Between 2008 and 2013, the number of millennial food gardeners sky-rocketed by 63 percent to 13 million. The number of U.S. farmers’ markets increased by more than 93 percent from 2006-2014, and public school districts purchased almost $800 million of locally and regionally sourced food in 2013 alone.

In her farewell speech, she spoke on the importance of hope, and let us in on her very personal hope that she has made us proud. As a fellow vegetable gardener, I can assure Mrs. Obama that she has.

Whether she set out to do it or not, she took an important step forward in correcting the unsustainable trajectory the planet is on.
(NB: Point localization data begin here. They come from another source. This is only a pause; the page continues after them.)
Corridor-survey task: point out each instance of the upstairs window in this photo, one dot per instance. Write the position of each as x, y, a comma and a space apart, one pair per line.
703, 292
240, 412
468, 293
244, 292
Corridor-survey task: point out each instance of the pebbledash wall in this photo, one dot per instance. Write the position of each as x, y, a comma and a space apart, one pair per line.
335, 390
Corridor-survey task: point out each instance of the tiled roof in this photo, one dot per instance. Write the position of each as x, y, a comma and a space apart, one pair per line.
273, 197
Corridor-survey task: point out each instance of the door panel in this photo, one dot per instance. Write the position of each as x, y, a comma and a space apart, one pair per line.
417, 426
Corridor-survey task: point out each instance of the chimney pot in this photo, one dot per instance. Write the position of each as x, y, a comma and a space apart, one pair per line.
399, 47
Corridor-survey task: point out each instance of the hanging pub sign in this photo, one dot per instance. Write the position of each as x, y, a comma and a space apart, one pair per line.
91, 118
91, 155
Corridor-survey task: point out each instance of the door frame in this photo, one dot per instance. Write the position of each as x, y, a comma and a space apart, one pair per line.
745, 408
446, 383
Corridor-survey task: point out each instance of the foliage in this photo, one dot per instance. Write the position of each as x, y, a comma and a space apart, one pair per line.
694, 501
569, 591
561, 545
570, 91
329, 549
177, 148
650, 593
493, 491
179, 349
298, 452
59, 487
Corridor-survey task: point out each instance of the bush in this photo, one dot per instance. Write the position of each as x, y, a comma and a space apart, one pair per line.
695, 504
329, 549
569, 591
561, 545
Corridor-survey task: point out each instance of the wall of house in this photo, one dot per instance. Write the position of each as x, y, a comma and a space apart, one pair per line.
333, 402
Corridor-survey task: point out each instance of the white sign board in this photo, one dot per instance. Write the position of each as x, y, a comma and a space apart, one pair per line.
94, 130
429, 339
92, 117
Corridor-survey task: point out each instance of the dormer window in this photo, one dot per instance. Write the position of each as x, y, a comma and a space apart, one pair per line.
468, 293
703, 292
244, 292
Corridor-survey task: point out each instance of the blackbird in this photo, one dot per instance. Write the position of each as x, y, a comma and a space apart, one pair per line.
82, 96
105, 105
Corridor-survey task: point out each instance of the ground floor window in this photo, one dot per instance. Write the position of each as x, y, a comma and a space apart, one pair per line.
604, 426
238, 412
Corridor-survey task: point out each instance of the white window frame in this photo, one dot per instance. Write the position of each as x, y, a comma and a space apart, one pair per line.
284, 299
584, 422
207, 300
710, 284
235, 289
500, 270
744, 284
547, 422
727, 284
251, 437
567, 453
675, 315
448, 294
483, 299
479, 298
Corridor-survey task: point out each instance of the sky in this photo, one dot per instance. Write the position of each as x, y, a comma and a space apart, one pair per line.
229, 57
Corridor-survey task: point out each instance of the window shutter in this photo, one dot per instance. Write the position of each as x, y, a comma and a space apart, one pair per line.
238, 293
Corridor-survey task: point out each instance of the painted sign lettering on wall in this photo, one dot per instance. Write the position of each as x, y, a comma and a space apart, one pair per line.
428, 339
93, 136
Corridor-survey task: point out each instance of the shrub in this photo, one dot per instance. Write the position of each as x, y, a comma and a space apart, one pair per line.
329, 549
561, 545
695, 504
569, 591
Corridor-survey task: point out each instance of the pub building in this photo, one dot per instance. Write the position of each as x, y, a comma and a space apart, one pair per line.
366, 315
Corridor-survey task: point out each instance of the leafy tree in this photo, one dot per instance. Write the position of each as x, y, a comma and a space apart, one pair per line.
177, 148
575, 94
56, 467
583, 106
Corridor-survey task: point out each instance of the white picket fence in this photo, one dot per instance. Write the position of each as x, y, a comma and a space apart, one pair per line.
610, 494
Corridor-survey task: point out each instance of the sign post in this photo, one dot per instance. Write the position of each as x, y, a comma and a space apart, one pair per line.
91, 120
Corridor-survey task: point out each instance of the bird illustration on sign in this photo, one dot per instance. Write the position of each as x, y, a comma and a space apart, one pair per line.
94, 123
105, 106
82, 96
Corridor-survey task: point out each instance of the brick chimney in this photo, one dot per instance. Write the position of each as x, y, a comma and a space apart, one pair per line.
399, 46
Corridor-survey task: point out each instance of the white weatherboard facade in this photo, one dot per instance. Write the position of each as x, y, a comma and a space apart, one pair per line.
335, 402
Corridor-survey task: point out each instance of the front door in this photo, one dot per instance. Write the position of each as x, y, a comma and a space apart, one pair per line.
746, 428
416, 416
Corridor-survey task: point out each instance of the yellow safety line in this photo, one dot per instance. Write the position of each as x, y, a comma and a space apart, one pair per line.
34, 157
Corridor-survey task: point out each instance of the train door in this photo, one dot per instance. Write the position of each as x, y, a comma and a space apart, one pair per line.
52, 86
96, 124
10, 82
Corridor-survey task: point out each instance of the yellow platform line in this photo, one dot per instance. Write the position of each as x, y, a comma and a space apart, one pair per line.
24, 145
She made food production and food choice a topic of national conversation -- especially among our youngest, whose food choices will have a major impact on climate change and their own health for decades to come.

It’s time to stop treating nutrition, agriculture and environment as separate policy domains. Climate change is already spurring floods, fires and droughts that hurt farmers and threaten our food supply. Americans will be healthier when their food habits and policies align to promote sustainable, plant-rich nutrition and a thriving environment.

The former First Lady understood that what we grow and eat has profound impacts, even if she – like many Americans – may not fully realize just what shifting diets toward plant-based foods means for climate change. Intentional or not, Mrs. Obama carved out an indelible climate legacy. With her new role as private citizen, it will be exciting to see what’s next for Michelle Obama’s vegetable-first advocacy.